Setelah itu Airi kembali ke ruang tamu. Aku memberitahukan kejadian tadi ke Itsuka, dan dia menyuruhku untuk segera menyegel kekuatan Ami. Jadi, aku berjalan menuju ruang tamu, untuk mengajak Ami kencan. Awalnya aku ragu, karena dia itu adikku, kakak macam apa yang mencuri ciuman pertama adiknya sendiri? Tapi, karena ini untuk kebaikkan adikku, walau aku akan dibunuh olehnya, aku rela melakukannya.

Saat sampai di ruang tamu, Yukimura sedang membentak Airi. "Kau bilang tidak akan menyerang kami sebelum lepas kendali?!"

"Suzuki-san, kau salah paham."

"Apanya yang salah paham, dia kan temanmu juga!"

"Yukimura-san, tenangkan dirimu."

"Diam, Ayase-chan! Ini masalah keselamatan Ami-chan!"

"Su-Suzuki-san, Ai-chan tidak bersalah, jangan memarahi dia..."

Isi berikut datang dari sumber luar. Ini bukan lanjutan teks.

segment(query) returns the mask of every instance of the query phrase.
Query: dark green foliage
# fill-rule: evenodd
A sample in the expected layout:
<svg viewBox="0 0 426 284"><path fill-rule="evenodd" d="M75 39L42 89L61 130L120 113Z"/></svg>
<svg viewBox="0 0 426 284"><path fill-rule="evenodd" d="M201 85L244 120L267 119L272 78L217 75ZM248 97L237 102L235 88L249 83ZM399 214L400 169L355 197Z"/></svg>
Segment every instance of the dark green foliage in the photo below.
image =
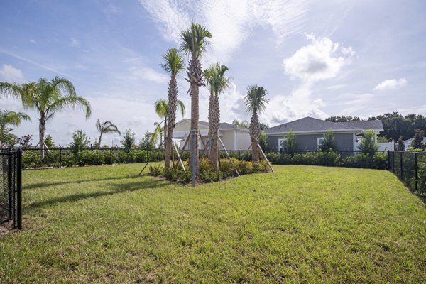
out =
<svg viewBox="0 0 426 284"><path fill-rule="evenodd" d="M368 129L364 131L364 137L359 143L358 148L361 151L375 151L378 149L378 145L375 141L376 133ZM370 153L373 155L373 153Z"/></svg>
<svg viewBox="0 0 426 284"><path fill-rule="evenodd" d="M284 140L284 149L283 151L289 155L294 155L297 151L297 143L293 131L290 131Z"/></svg>
<svg viewBox="0 0 426 284"><path fill-rule="evenodd" d="M425 148L425 145L422 143L424 137L424 131L419 129L415 129L414 140L413 140L411 146L415 149L423 149Z"/></svg>
<svg viewBox="0 0 426 284"><path fill-rule="evenodd" d="M90 138L81 129L75 130L72 133L72 142L70 147L72 148L72 153L77 154L79 151L87 149L90 143Z"/></svg>
<svg viewBox="0 0 426 284"><path fill-rule="evenodd" d="M126 130L124 134L123 134L123 139L121 139L121 145L124 148L124 152L129 153L135 147L135 133L131 132L130 129Z"/></svg>
<svg viewBox="0 0 426 284"><path fill-rule="evenodd" d="M334 140L334 134L332 129L324 133L322 143L320 145L320 150L323 151L336 151L337 146Z"/></svg>

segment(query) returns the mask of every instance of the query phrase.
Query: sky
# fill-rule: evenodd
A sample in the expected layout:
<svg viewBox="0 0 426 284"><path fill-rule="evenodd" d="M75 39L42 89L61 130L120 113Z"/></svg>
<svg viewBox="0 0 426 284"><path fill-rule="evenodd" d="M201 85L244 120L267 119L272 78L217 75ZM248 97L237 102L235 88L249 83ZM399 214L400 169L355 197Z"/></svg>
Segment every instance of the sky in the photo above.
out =
<svg viewBox="0 0 426 284"><path fill-rule="evenodd" d="M248 86L268 90L261 121L273 126L307 116L361 118L398 111L426 116L426 2L366 0L0 0L0 82L65 77L92 105L58 113L47 125L57 146L75 129L94 143L97 119L130 129L137 140L160 121L153 104L167 98L163 54L179 47L191 21L212 38L201 62L229 68L221 121L250 119ZM185 58L187 65L187 58ZM190 118L185 72L178 98ZM200 89L200 120L208 92ZM38 116L17 99L0 109L26 111L15 130L38 140ZM178 115L178 121L182 118ZM106 135L103 144L120 144Z"/></svg>

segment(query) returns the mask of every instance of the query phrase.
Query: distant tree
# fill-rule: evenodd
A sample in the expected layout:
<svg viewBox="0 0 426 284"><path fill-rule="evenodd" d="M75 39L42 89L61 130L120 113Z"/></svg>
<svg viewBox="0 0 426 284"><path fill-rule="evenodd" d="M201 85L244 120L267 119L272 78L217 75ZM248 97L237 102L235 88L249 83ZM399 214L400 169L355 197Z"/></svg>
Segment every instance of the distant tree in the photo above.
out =
<svg viewBox="0 0 426 284"><path fill-rule="evenodd" d="M261 136L259 136L259 146L264 152L268 152L269 151L269 148L268 147L268 138L266 137L266 134L265 134L265 131L261 132Z"/></svg>
<svg viewBox="0 0 426 284"><path fill-rule="evenodd" d="M124 131L123 139L121 139L121 145L124 148L124 152L129 153L134 147L135 145L135 133L131 132L130 129Z"/></svg>
<svg viewBox="0 0 426 284"><path fill-rule="evenodd" d="M296 136L293 131L290 131L285 135L284 140L284 148L283 151L289 155L294 155L297 152L297 143L296 142Z"/></svg>
<svg viewBox="0 0 426 284"><path fill-rule="evenodd" d="M75 130L72 133L72 142L70 144L72 153L77 154L79 151L87 149L90 143L90 138L81 129Z"/></svg>
<svg viewBox="0 0 426 284"><path fill-rule="evenodd" d="M250 126L248 121L246 120L239 121L237 119L234 119L232 124L236 125L238 127L241 127L242 129L248 129Z"/></svg>
<svg viewBox="0 0 426 284"><path fill-rule="evenodd" d="M398 150L398 151L405 150L405 143L404 143L404 139L403 138L402 135L400 135L399 138L398 138L398 144L397 144L396 150Z"/></svg>
<svg viewBox="0 0 426 284"><path fill-rule="evenodd" d="M153 143L152 139L153 133L145 131L143 138L139 142L139 148L141 149L153 150L155 148L155 143Z"/></svg>
<svg viewBox="0 0 426 284"><path fill-rule="evenodd" d="M361 151L374 151L378 150L378 145L376 143L376 133L372 129L364 131L364 137L361 140L358 148ZM373 154L373 153L371 153Z"/></svg>
<svg viewBox="0 0 426 284"><path fill-rule="evenodd" d="M322 142L320 145L320 150L323 151L337 150L334 133L332 129L324 133Z"/></svg>
<svg viewBox="0 0 426 284"><path fill-rule="evenodd" d="M53 142L53 138L50 134L46 135L46 138L45 139L45 144L50 149L50 148L55 148L55 143Z"/></svg>
<svg viewBox="0 0 426 284"><path fill-rule="evenodd" d="M348 122L348 121L359 121L361 119L358 116L330 116L325 119L327 121L331 122Z"/></svg>
<svg viewBox="0 0 426 284"><path fill-rule="evenodd" d="M425 145L423 144L423 138L425 137L425 131L419 129L415 129L414 138L411 146L415 149L423 149Z"/></svg>

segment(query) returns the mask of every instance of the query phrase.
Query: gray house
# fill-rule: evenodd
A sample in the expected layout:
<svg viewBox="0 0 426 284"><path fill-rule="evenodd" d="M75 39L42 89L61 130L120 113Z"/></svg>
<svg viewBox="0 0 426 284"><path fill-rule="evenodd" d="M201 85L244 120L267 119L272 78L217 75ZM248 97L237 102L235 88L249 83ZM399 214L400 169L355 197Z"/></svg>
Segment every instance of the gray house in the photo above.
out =
<svg viewBox="0 0 426 284"><path fill-rule="evenodd" d="M295 133L300 151L316 151L324 134L330 129L334 132L338 151L353 151L358 150L358 143L364 131L372 129L377 136L383 131L383 126L380 120L337 123L305 117L271 127L265 133L271 151L283 150L285 135L290 131Z"/></svg>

"Benar, Yukimura, kau jangan memarahi dia hanya karena temannya yang mau membunuh Ami-chan. Kita harus dengarkan dulu penjelasannya."

Kemarahannya sedikit mereda karena kalimat dari mereka. "Baiklah, tolong jelaskan kepada kami. Apa aku masih bisa mempercayaimu?"

Setelah itu Airi menceritakan tentang pria bernama Vaan itu. Setelah mendengar cerita itu, Yukimura terlihat lebih tenang. "Jadi, begitu... Airi, maaf tadi aku membentakmu."

"Ti-Tidak apa-apa, aku mengerti perasaanmu Suzuki-senpai. Aku minta maaf."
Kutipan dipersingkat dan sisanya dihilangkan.